L’animalité retrouvée

Par le Dr Hélène Coulier

Il est surprenant de constater combien de nombreuses personnes sont coupées de leur présence corporelle. Cette relation au corps nous fait sentir ce qui est bon pour son fonctionnement de manière tout à fait naturelle.
Le corps est une incroyable machine si divinement réglée. L’étude de celui-ci jusqu’au fonctionnement cellulaire et biochimique permet de constater combien son équilibre est subtil au sens de précis. Tout y est harmonie, il s’adapte à tous les écarts et excès de manière merveilleuse. Ceci reste vrai jusqu’à un certain point où ces adaptations mettent en péril son propre fonctionnement organique. Le retour à un état initial est parfois impossible.


En se coupant de cette relation naturelle, animale au corps, l’être humain se prive donc d’informations capitales à sa santé. Il se dissocie.

L’activité physique, l’action créatrice, le repos et l’inaction sont tous essentiels à la santé.
La société dite moderne laisse peu de place à cette vision d’une vie d’équilibre. À l’image de la majorité qui la constitue, elle promeut la pensée, les rythmes standardisés, l’action productive. Nombreux sont ceux qui demeurent souffrants comme enfermés dans ces schémas.
L’être humain, doté de conscience, serait donc muni d’un corps qui n’obéirait pas aux règles de l’ensemble du monde animal ? Comme si l’homme pouvait soumettre à merci le corps à l’immobilisme, au stress, à la surcharge énergétique et émotionnelle.

 

Le corps est donc désinvesti. Il manque du minimum d’hygiène, de soin, de plaisir du mouvement. La vie programmée (l’agenda) est consacrée au faire et, lorsqu’il n’y pas d’action, à la rumination et la projection mentale. Cet abandon peut être circonstanciel ou non. C’est là que la lucidité doit intervenir car les excuses sont nombreuses. Petit à petit s’installe le règne de la pensée, de l’anesthésie corporelle, du refoulement émotionnel.

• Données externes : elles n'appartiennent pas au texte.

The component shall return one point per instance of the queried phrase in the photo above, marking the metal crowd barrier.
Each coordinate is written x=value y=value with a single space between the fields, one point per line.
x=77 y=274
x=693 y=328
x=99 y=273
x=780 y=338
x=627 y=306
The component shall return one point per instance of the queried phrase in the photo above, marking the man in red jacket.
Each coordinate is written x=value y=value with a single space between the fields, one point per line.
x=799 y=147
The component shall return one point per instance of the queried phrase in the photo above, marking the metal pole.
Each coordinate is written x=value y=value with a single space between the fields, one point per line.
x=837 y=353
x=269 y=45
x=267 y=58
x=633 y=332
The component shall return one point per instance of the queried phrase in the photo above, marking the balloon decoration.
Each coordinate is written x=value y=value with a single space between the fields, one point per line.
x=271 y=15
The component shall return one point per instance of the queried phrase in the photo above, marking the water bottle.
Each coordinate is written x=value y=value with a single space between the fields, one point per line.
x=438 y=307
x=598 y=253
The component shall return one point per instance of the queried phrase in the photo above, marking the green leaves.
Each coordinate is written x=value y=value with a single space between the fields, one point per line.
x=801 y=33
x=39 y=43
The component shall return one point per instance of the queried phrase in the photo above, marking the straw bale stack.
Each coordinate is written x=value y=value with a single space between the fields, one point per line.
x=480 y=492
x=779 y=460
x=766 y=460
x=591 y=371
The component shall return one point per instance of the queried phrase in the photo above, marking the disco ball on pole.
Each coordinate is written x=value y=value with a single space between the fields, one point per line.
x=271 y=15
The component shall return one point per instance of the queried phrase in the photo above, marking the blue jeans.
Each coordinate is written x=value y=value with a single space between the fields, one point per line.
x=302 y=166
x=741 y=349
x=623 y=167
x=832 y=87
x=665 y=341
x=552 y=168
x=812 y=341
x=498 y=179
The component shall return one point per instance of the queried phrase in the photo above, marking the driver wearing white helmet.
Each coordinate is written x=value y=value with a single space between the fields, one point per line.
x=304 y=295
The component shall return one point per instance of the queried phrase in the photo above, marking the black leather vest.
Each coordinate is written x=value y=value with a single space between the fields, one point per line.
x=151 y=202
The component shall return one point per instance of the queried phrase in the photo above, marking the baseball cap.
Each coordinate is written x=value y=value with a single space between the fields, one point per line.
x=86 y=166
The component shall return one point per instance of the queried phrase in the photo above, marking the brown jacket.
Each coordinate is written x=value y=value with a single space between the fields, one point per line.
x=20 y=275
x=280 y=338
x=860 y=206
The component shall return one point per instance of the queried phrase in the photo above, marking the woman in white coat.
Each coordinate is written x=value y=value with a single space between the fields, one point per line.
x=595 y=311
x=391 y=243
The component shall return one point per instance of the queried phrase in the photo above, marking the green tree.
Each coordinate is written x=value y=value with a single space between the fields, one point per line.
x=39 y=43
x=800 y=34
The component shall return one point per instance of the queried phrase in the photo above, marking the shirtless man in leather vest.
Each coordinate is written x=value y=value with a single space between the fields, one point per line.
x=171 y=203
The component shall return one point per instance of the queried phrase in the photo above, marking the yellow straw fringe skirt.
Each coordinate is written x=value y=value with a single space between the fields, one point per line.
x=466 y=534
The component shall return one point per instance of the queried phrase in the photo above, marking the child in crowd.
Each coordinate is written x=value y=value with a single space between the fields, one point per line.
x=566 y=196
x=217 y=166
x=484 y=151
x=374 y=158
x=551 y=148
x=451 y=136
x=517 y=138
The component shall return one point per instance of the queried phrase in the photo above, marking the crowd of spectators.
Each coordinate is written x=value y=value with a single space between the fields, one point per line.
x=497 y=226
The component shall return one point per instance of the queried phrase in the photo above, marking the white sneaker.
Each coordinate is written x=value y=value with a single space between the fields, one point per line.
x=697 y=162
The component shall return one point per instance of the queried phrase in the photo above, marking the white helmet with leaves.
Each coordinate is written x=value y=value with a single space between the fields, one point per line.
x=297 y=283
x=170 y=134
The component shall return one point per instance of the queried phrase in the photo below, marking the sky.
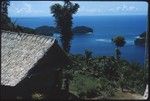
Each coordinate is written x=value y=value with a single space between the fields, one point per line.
x=87 y=8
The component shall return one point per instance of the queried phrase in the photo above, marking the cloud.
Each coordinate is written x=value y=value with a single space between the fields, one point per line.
x=123 y=8
x=25 y=9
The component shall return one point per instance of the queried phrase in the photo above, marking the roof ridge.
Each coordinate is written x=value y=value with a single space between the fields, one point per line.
x=22 y=36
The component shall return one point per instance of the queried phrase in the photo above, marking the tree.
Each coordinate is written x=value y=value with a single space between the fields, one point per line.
x=63 y=18
x=119 y=41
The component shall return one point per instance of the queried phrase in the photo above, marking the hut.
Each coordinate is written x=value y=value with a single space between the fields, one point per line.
x=30 y=62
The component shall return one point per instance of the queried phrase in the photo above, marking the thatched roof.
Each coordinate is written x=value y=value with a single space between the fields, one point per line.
x=19 y=53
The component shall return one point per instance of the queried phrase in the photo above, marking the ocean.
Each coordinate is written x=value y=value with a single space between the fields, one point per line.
x=104 y=29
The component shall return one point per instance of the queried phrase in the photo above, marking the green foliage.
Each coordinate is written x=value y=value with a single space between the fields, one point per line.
x=87 y=86
x=119 y=41
x=103 y=75
x=63 y=18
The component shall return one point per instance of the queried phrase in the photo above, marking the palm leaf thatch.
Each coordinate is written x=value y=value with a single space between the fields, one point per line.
x=19 y=53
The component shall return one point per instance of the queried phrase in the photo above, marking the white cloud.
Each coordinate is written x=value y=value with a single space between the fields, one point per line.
x=123 y=8
x=25 y=9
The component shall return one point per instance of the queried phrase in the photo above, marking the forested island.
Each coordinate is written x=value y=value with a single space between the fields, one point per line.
x=140 y=40
x=87 y=77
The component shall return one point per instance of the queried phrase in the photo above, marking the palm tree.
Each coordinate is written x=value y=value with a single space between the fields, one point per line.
x=63 y=18
x=119 y=41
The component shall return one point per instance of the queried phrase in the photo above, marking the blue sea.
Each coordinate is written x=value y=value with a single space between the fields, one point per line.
x=105 y=28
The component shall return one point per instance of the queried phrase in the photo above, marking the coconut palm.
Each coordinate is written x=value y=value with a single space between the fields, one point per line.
x=119 y=41
x=63 y=18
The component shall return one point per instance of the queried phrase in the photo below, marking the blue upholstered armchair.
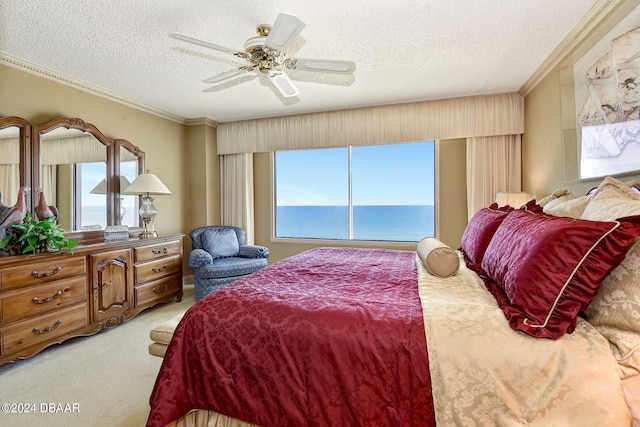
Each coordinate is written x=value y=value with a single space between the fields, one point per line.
x=219 y=256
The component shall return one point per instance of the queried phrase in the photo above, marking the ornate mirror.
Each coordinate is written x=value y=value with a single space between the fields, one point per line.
x=73 y=164
x=15 y=161
x=129 y=163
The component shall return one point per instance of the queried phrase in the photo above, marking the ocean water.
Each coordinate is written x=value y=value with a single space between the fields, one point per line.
x=383 y=223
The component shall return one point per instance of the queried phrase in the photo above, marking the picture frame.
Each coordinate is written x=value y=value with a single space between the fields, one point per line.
x=600 y=96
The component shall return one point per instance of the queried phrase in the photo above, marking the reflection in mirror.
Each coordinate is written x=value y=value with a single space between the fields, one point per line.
x=129 y=165
x=73 y=163
x=9 y=165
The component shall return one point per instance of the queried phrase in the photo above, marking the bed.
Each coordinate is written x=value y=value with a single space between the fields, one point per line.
x=521 y=332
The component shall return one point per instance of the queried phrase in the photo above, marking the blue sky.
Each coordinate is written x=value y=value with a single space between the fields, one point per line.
x=396 y=174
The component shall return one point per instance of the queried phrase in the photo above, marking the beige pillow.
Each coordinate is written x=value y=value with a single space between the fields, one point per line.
x=559 y=196
x=613 y=199
x=615 y=312
x=573 y=208
x=438 y=258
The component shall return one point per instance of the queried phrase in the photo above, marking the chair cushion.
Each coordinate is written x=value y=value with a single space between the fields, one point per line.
x=231 y=266
x=220 y=243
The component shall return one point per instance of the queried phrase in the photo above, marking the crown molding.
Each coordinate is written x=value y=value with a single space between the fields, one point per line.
x=201 y=121
x=587 y=24
x=32 y=68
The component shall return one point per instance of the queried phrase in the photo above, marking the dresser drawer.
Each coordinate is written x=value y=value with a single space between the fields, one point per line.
x=146 y=253
x=157 y=269
x=43 y=328
x=39 y=299
x=158 y=289
x=43 y=271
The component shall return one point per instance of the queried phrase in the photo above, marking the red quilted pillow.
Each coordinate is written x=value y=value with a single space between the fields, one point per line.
x=480 y=230
x=543 y=270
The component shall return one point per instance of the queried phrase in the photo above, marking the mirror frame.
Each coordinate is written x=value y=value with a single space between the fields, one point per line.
x=25 y=153
x=81 y=125
x=127 y=145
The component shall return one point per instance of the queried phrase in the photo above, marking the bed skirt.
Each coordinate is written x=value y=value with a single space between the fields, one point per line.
x=205 y=418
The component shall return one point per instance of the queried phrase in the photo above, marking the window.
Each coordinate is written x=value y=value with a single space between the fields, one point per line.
x=377 y=192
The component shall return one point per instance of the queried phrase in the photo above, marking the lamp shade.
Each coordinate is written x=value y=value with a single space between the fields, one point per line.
x=101 y=188
x=146 y=183
x=513 y=199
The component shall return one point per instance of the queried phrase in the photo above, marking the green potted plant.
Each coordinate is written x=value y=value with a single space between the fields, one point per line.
x=36 y=236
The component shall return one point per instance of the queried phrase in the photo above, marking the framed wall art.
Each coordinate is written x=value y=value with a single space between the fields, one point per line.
x=601 y=105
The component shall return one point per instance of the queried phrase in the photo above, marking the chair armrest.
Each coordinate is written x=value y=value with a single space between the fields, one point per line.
x=253 y=251
x=200 y=258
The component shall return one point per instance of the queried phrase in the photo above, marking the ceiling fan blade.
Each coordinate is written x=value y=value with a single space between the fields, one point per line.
x=325 y=66
x=227 y=75
x=283 y=83
x=199 y=42
x=284 y=31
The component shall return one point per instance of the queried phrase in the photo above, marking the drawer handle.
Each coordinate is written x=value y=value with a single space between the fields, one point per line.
x=39 y=301
x=158 y=270
x=161 y=290
x=47 y=274
x=37 y=330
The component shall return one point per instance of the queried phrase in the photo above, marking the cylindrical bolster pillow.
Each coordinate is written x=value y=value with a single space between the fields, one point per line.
x=438 y=258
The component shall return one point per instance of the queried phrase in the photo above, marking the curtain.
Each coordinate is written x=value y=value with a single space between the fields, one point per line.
x=236 y=192
x=493 y=164
x=81 y=149
x=49 y=183
x=9 y=170
x=488 y=115
x=10 y=179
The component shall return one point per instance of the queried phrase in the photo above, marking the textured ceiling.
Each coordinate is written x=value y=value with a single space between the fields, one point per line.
x=410 y=50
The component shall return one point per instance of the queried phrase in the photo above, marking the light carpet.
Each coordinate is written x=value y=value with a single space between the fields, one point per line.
x=102 y=380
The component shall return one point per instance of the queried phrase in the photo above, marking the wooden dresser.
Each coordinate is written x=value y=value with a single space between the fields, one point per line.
x=48 y=298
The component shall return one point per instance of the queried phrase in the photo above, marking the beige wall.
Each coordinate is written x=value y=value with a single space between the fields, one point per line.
x=542 y=143
x=183 y=157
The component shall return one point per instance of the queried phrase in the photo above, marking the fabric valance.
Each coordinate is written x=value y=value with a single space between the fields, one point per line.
x=81 y=149
x=487 y=115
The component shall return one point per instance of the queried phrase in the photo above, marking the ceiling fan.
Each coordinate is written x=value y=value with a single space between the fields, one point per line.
x=266 y=54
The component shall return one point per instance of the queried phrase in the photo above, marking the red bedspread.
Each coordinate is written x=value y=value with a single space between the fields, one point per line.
x=332 y=336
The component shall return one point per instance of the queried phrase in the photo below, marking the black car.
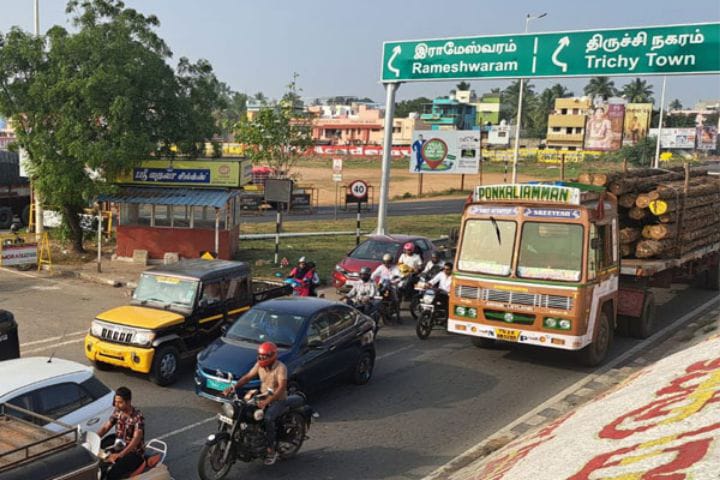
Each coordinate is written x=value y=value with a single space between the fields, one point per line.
x=317 y=339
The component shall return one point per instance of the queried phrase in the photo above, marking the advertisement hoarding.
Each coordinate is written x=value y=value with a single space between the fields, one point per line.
x=451 y=151
x=604 y=127
x=190 y=173
x=637 y=122
x=706 y=138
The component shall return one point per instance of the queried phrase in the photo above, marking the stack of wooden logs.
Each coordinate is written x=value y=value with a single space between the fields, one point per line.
x=663 y=214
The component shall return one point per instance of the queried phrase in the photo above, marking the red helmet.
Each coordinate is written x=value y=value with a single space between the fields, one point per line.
x=267 y=354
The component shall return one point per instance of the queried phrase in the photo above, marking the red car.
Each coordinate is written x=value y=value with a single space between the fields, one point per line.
x=370 y=252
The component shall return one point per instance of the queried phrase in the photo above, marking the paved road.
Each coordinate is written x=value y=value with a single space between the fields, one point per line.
x=423 y=207
x=428 y=401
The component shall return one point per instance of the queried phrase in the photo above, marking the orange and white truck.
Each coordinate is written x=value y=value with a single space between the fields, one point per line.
x=540 y=264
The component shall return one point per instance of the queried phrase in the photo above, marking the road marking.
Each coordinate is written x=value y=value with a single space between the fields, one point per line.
x=52 y=339
x=186 y=428
x=50 y=347
x=472 y=451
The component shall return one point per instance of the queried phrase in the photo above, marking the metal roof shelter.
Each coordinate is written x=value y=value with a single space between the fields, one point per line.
x=170 y=196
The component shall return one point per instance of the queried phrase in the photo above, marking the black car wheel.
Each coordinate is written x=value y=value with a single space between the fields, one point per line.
x=165 y=365
x=362 y=372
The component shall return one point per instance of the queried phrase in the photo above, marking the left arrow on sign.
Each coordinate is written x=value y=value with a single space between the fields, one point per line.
x=397 y=50
x=562 y=43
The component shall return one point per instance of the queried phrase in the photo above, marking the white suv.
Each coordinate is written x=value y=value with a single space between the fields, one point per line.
x=60 y=389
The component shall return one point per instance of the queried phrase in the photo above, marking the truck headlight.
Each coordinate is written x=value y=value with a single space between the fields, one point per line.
x=143 y=337
x=95 y=329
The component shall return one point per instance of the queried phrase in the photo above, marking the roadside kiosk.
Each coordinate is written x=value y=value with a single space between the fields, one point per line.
x=184 y=207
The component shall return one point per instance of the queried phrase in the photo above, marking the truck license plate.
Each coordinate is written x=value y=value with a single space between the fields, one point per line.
x=507 y=335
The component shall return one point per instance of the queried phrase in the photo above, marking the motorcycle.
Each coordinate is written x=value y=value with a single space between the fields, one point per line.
x=434 y=313
x=241 y=434
x=153 y=466
x=389 y=302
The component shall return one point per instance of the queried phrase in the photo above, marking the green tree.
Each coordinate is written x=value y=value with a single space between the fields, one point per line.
x=278 y=136
x=99 y=98
x=675 y=105
x=404 y=108
x=637 y=91
x=600 y=87
x=509 y=103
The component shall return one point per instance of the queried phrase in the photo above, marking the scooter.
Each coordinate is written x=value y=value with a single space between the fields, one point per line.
x=153 y=466
x=434 y=313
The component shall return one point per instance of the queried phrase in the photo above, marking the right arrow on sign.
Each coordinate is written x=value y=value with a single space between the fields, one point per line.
x=562 y=43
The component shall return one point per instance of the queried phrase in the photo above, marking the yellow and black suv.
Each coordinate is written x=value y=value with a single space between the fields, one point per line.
x=176 y=310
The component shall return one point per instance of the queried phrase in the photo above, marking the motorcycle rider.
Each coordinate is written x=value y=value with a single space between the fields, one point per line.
x=363 y=293
x=129 y=426
x=273 y=376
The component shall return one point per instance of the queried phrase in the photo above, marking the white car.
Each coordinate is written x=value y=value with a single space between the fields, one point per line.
x=60 y=389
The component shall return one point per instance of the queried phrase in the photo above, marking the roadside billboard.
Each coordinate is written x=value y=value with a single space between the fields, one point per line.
x=449 y=151
x=677 y=138
x=706 y=138
x=604 y=127
x=637 y=122
x=190 y=173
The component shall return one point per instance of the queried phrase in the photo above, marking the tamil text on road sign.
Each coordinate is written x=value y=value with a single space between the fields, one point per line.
x=445 y=151
x=675 y=49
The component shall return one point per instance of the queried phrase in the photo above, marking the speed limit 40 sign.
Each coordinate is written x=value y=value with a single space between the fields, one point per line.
x=357 y=192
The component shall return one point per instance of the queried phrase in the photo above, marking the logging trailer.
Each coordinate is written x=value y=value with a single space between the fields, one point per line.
x=540 y=264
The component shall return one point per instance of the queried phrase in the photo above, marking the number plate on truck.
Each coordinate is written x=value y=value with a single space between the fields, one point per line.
x=507 y=335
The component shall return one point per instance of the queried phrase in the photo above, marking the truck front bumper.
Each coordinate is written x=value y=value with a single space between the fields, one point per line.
x=135 y=358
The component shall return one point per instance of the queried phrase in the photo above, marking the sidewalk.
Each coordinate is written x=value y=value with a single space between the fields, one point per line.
x=661 y=422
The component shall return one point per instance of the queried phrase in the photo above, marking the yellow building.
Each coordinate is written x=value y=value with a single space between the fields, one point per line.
x=566 y=125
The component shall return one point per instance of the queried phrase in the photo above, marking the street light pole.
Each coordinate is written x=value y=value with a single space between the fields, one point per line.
x=528 y=17
x=38 y=201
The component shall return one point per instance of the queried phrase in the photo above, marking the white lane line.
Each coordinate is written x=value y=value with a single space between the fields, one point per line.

En effet, le corps est aussi le support d’expression d’autres informations plus bruyantes que sont les émotions. Dans un fonctionnement optimal, l’émotion traverse le corps sans aucune résistance. Souvent l’émotion jugée négative est refoulée, non vécue. Le filtre mental applique la sélection positive : seule la joie, « gold standard » de l’émotion, est autorisée. Toute autre émotion est censurée.


Sous l’effet d’une gâchette, l’émotion réveille une sensation qui est donc rejetée. Les mêmes causes entrainant les mêmes effets, c’est l’escalade dans le temps d’émotions toujours plus refoulées et de sensations corporelles qui se présentent toujours plus intenses. Ces répétitions ont des répercussions neurohormonales soumettant le corps à un stress. Pour quelles conséquences au long cours ?

La pensée, pièce maitresse de ce fonctionnement dissocié prend trop de place.
Pour sortir du cercle vicieux, autorisons l’émotion ; redonnons au corps sa juste place dans nos vies. Soyons les garants de l’équilibre.


Le corps, source de plaisirs comme de douleurs, est un élément d’information essentiel à l’équilibre de l’humain. Plus que toute autre chose, il est le support mémoriel de l’humain, le vecteur indispensable de l’émotion.

Il est vie et permet de faire l’expérience de la vie.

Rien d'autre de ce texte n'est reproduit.